Der Eigentümer der Italcementi-Gruppe brachte neues Geld ins Unternehmen. Unter seiner Führung lag der Fokus auf der Konsolidierung des Unternehmens. Der teure Motorsport trat vorübergehend in den Hintergrund. Dafür definierte die Marke mit dem von Professor Antonio Fessia konstruierten Lancia Flaminia die Oberklasse neu. Dazu initiierte Carlo Pesenti die Entwicklung der kleineren Modelle Fulvia und Flavia. Für sie entstand 1960 mit dem Lancia-Werk in Chivasso sogar eine neue Fabrik. Doch größere Erfolge verhinderten, dass die Modelle von Lancia sündhaft teuer waren. „Die Zeit“ sah in der Wahl eines Lancias den Ausdruck eines „großbürgerlichen Geltungsdranges“.
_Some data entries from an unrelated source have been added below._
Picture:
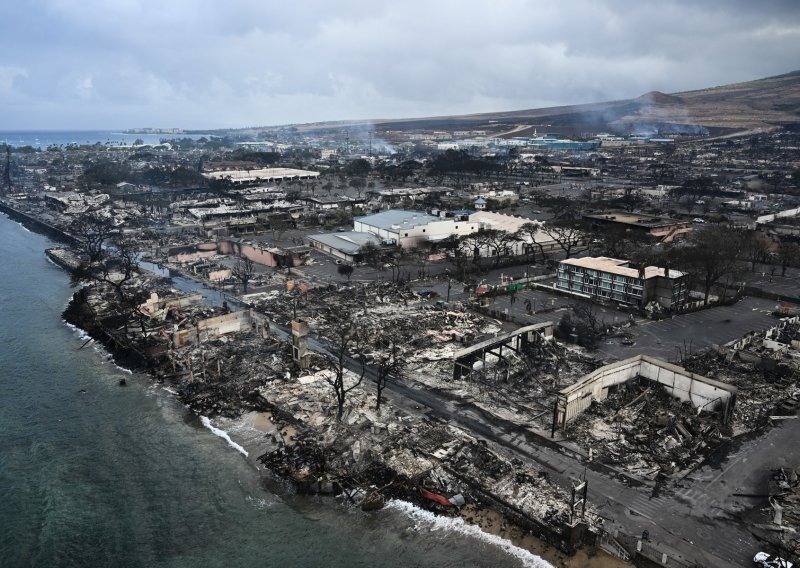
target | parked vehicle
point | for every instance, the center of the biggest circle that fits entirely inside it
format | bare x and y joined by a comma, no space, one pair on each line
771,561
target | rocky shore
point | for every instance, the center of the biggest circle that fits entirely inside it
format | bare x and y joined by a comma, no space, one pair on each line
368,458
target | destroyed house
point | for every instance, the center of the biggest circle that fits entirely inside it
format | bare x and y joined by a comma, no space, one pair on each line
408,228
662,228
614,280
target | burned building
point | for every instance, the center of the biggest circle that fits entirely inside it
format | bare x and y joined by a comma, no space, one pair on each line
614,280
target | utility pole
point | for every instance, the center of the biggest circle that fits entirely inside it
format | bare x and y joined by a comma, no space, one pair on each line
7,171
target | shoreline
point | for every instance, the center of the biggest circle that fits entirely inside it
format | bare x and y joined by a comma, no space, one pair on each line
485,518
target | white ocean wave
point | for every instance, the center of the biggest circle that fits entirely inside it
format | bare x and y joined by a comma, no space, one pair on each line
222,434
81,333
426,520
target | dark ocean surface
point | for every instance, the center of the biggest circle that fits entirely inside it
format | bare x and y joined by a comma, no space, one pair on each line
94,474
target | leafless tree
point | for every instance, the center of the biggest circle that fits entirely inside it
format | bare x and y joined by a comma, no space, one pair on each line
93,231
788,253
527,235
755,248
570,235
346,336
386,360
711,254
243,271
118,265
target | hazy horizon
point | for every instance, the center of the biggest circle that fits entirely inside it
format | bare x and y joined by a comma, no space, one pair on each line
94,65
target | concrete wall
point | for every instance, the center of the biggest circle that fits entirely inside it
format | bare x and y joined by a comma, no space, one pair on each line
258,255
214,327
702,392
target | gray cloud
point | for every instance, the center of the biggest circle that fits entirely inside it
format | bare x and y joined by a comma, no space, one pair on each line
205,63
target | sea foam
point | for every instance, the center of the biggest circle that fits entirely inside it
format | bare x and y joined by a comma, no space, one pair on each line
222,434
426,520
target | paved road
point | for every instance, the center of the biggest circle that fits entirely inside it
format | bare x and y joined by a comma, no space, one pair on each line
694,331
699,518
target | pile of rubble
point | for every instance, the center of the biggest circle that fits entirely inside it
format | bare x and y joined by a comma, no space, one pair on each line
782,523
427,336
225,376
644,430
368,456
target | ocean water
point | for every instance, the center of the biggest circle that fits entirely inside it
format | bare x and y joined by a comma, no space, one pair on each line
44,138
94,474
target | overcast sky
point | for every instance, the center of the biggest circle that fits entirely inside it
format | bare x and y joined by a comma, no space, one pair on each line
85,64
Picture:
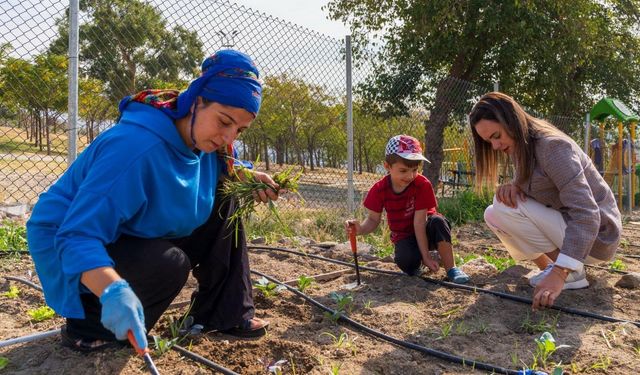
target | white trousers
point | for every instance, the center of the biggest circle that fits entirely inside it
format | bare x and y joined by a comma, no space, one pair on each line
529,230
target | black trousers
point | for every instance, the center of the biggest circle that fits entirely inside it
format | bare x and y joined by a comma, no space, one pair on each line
407,253
157,269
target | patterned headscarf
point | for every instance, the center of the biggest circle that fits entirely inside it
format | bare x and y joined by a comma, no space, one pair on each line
228,77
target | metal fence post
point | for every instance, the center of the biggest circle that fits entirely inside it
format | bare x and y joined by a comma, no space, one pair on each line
350,190
72,121
587,132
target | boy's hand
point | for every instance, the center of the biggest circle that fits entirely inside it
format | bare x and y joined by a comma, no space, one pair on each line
432,264
352,223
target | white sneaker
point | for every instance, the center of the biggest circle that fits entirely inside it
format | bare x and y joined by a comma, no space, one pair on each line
575,279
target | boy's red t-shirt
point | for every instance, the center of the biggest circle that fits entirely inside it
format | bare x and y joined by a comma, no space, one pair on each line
400,207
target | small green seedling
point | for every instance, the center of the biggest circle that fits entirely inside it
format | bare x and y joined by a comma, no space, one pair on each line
41,313
602,363
13,292
304,282
624,243
501,263
342,341
460,260
546,346
335,368
162,346
344,301
367,304
617,265
269,289
445,331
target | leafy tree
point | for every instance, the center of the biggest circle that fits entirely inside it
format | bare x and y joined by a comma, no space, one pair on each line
39,89
127,45
94,106
553,55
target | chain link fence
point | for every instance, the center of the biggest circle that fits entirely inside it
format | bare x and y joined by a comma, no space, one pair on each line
130,45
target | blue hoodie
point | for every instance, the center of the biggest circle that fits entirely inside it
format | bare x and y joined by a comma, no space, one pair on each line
138,178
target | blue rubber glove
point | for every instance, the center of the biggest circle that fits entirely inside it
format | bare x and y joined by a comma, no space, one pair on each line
122,312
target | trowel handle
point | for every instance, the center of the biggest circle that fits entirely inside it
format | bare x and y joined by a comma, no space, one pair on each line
134,343
352,238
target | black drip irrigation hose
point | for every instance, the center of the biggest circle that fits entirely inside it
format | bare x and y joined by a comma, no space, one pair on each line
423,349
473,289
202,360
490,248
13,252
33,337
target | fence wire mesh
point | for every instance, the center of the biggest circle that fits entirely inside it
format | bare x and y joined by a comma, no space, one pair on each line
130,45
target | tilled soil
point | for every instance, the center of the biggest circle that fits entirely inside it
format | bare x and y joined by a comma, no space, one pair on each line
303,339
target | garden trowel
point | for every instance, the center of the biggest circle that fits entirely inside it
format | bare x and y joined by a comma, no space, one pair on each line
354,249
144,353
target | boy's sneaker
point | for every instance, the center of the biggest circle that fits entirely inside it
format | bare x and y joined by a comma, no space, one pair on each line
575,279
457,276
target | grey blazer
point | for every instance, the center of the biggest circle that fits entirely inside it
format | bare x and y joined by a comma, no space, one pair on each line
565,179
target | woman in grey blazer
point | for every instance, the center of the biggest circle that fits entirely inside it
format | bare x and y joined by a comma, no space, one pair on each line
557,211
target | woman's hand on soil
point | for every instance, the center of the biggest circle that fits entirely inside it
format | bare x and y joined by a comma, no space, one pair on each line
432,264
508,195
122,312
265,195
547,291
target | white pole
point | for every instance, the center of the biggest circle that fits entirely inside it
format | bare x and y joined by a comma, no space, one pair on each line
631,172
73,80
350,190
587,133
1969 übernahm FIAT die Marke Lancia!

Carlo Pesenti erkannte, dass Lancia ein Fass ohne Boden war, und suchte einen Käufer. Daimler-Benz soll Interesse an der Marke bekundet haben. Mit BMW – vor knapp einem Jahrzehnt selbst noch ein Übernahmekandidat – gab es konkrete Übernahmegespräche. Doch Pesenti hatte Mitte der 1960er-Jahre etwas mehr als ein Drittel der Aktien von Lancia dem Vatikan verkauft. Die kirchlichen Vermögensverwalter waren nicht bereit, ihre Beteiligung abzuschreiben. BMW bot in ihren Augen nicht genug. Die Gespräche scheiterten, und in der Zwischenzeit häufte Lancia weiter Schulden an. So kam es zu einer italienischen Lösung: Giovanni Agnelli übernahm mit FIAT 1969 Lancia.

Schnittzeichung des Lancia Y10

FIAT war beim Bau des Lancia Y10 eine wirtschaftliche Fertigung wichtig. Deshalb debütierten mit dem kleinen Lancia auch die von Robotern montierten neuen FIAT-Motoren. (Foto: Stellantis / Lancia)
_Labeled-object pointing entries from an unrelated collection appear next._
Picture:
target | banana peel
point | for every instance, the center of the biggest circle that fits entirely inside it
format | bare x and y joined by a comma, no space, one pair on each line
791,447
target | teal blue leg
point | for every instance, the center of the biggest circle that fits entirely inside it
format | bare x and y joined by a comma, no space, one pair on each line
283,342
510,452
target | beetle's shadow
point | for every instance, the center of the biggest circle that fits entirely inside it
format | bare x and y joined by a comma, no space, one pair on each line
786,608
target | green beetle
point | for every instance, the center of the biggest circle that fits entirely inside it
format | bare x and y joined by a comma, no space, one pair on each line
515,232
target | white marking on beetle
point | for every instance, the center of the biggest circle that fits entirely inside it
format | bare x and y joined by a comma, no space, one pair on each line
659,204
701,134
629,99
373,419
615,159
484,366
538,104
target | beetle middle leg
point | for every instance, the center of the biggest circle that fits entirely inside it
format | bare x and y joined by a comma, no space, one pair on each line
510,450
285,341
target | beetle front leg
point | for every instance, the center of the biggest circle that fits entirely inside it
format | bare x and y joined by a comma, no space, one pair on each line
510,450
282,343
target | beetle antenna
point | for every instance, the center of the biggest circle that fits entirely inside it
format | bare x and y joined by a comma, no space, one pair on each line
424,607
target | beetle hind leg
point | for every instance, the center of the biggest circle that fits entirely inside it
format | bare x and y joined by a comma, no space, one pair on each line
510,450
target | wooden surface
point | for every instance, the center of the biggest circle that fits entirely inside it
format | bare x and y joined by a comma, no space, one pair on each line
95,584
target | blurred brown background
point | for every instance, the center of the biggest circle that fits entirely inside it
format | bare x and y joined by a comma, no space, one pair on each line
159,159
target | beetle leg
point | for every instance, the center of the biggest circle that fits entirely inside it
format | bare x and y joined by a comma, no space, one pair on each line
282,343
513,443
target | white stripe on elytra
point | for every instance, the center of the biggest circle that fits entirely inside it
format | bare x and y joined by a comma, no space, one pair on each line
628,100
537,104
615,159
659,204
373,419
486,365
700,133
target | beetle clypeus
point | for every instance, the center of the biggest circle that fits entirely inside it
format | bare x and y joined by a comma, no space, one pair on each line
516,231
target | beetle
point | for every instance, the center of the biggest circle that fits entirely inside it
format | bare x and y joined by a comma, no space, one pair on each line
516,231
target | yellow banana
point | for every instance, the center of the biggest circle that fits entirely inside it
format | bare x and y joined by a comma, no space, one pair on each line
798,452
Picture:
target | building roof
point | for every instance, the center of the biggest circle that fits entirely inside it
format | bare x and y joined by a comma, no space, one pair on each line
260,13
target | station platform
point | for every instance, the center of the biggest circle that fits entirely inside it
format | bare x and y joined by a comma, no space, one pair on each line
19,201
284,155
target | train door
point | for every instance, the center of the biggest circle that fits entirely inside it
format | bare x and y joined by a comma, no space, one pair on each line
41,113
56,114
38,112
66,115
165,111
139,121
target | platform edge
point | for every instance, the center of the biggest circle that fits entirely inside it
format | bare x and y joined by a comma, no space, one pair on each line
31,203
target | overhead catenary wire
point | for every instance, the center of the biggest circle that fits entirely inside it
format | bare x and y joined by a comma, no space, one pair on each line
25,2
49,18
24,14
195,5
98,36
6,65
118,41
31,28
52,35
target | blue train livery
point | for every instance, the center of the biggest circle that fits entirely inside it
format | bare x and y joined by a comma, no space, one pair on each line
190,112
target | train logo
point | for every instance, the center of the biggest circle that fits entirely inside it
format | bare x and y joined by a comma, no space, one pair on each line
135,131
Als erste Amtshandlung reduzierte FIAT die Preise aller Lancia-Modelle, um den Absatz zu beflügeln. Es folgte für Lancia eine Ära voller Kontraste. Dem ikonischen Design, den technischen Innovationen und dem Comeback im Motorsport stand die schrittweise Eingliederung in den FIAT-Konzern gegenüber. Mit dem Lancia Beta kombinierte die Marke in der Mittelklasse fortschrittliche Technik und gehobenen Komfort. Der keilförmige Lancia Stratos sorgte für Aufsehen und neue Motorsporterfolge. Dreimal gewann Lancia – beflügelt vom Ferrari-V6-Motor – mit dem von Bertone gestalteten Sportwagen die Rallye-WM.

Und nun stand da der Lancia Y10!

Um von der mit den Sporterfolgen generierten Aufmerksamkeit zu profitieren, schickte FIAT seine neue Tochter ab 1978 mit dem Lancia Delta in die Kompaktklasse. Einen so kleinen Lancia gab es zuvor nie. Traditionell bildete die Mittelklasse das untere Ende der Modellfamilie. Trotzdem war der Y10 eine Überraschung. Denn eigentlich bediente FIAT mit dem Panda und dem Uno diese Klasse selbst. Daneben gab es den Autobianchi A112, der seit 1977 außerhalb Italiens bereits als Lancia auftrat. Doch da war der A112 schon acht Jahre auf dem Markt. Deshalb setzte sich der Name Lancia bei den Fans des Kleinwagens praktisch nicht durch.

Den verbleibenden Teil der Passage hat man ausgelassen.